The excavation revealed an almost complete building in the top-most, most recent level at Ginnig, with scant evidence for several other buildings. The complete building was constructed of tauf walls and consisted of multiple small, irregular rooms . It is possible that the building was built agglutinatively by adding rooms one at a time. Some of the walls may not have extended up to the roof. Small doorways gave access to the rooms and these are parallelled at other contemporary sites such as Sotto and Yarim Tepe. Based on the artefacts that were recovered from the rooms, it has been suggested that each room may have been used for separate domestic activities. Animal bone and skull remains found at the bottom of the walls and in pits dug into the floors of the rooms have been interpreted as ritual deposits related to the "opening" and "closing" of the building. Small quantities of pottery were found in this level.
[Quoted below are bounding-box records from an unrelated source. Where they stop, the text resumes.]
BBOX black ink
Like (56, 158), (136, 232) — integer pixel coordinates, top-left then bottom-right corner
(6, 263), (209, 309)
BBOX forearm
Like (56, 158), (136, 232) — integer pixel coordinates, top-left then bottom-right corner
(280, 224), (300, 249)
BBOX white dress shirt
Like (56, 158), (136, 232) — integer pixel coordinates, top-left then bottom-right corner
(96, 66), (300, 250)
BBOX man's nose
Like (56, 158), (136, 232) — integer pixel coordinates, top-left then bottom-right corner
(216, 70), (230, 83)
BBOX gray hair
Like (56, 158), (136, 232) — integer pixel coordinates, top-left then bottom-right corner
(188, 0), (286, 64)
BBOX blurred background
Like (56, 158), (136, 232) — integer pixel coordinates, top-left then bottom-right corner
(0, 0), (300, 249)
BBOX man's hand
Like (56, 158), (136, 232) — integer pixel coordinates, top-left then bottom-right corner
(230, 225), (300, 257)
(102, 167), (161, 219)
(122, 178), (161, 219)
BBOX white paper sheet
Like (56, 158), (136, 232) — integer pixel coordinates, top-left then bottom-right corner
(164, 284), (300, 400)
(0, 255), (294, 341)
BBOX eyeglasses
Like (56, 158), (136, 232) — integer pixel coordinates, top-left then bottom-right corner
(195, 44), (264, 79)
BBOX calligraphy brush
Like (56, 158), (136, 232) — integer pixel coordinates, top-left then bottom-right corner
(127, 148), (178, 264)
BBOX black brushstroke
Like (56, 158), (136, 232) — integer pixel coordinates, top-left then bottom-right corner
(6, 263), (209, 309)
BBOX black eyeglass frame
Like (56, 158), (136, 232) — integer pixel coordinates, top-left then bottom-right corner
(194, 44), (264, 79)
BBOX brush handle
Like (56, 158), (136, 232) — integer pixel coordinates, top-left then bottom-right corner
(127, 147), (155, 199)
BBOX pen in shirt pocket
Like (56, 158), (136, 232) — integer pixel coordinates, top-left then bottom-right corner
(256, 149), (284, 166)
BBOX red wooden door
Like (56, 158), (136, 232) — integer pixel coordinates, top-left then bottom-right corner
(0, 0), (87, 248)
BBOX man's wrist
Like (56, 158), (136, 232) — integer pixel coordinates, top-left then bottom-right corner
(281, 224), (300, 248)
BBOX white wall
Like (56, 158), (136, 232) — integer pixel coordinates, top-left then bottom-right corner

The lithic material from the site seems to indicate that Ginnig was occupied from the PPNB to the Pottery Neolithic. The lithics are similar to those recovered from nearby sites such as Qermez Dere and M'lefaat. The pottery from the latest level has been described as a "monotone prototype version of the now well-known proto-Hassuna assemblage". The site is important as it one of only a few in Upper Mesopotamia where early ceramic material was excavated in combination with earlier, aceramic material.